Paul Hampton

A constitutional convention? Here’s another one the Legislature got right

Like I said, the past Legislature might as well be best remembered for what it didn’t do.

But one thing it didn’t do slipped my mind. It didn’t pass any of the seven chances it had to join the call for a Convention of States. They all died inglorious deaths in various committees.

Who wants a convention? The Koch Brothers, the American Legislative Exchange Council and other assorted billionaire-backed groups.

Why do the want it? The stated reason is to pass a balanced-budget amendment.

Sounds OK, doesn’t it? But it makes me wonder why a two-thirds majority of our Legislature, many of whom have made careers out of ranting about Washington, the debt and government overreach, would not be on board.

Maybe it’s because the state has a balanced-budget amendment that hasn’t stopped it from running up a sizable debt. Or maybe some enterprising scoundrel accidentally inserted the lot of them into the shredder.

But there is another reason I worry about this convention becoming a reality. There is no guarantee a steady stream of harebrained ideas won’t come out of it.

Tinkering with the U.S. Constitution in today’s political climate — now there’s a nuclear option.

Is the debt a problem? It sure is. In my 2015 tax return, almost $700 of my taxes went to interest on the debt. That’s was a bigger chunk of my taxes than was spent for any government program except the military and health care.

But do I want to risk losing a woman’s right to choose, a gay or lesbian couple’s right to marry or a free press? Nope.

There is no set way for states to pick the representatives to the convention, but the political elite the Convention of States folks despise will have the upper hand.

Supporters say don’t worry — a runaway convention won’t happen. They pointed me to Page 17 of Robert G. Natelson’s Handbook for State Lawmakers. I read it.

“Prior rules and practice governing interstate conventions show that conventions must honor the terms of their call and limit themselves to the scope and subject matter they are charged with addressing,” he writes. Those interstate conventions he’s writing about — they all took place before the Constitution was born.

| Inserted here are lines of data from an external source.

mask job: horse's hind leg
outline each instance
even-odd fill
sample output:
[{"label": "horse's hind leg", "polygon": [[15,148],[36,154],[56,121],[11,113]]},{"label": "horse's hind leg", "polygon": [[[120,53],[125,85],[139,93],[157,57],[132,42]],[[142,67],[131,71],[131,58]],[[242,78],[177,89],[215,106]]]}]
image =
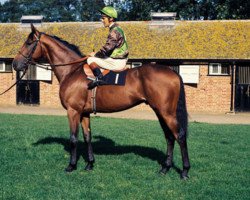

And there are those more skeptical than me.

“There is no way to effectively limit or muzzle the actions of a Constitutional Convention,” Chief Justice Warren Burger wrote in 1988. “The Convention could make its own rules and set its own agenda. Congress might try to limit the Convention to one amendment or one issue, but there is no way to assure that the Convention would obey. After a Convention is convened, it will be too late to stop the Convention if we don’t like its agenda.”

There have been more than 400 applications for conventions but there has never been one since the Constitution was adopted, according to the supporters’ website, conventionofstates.com.

In the era of fake news, Russian intrigue and a Congress that’s making up the rules as it goes along, an era that probably will be remembered as the most hotly divided since the Civil War is no time to mucking with the Constitution. And the GOP controls most of the Legislature, which likely would pick convention delegates. Governors are another option for picking delegates. There are 34 Republican governors. Republicans, the team that was going to repeal and replace Obamacare.

The good news is the good guys are winning. It’s unclear how many states have signed on. If 34 do, there will be a convention.

So, if more than zero have, it’s too many.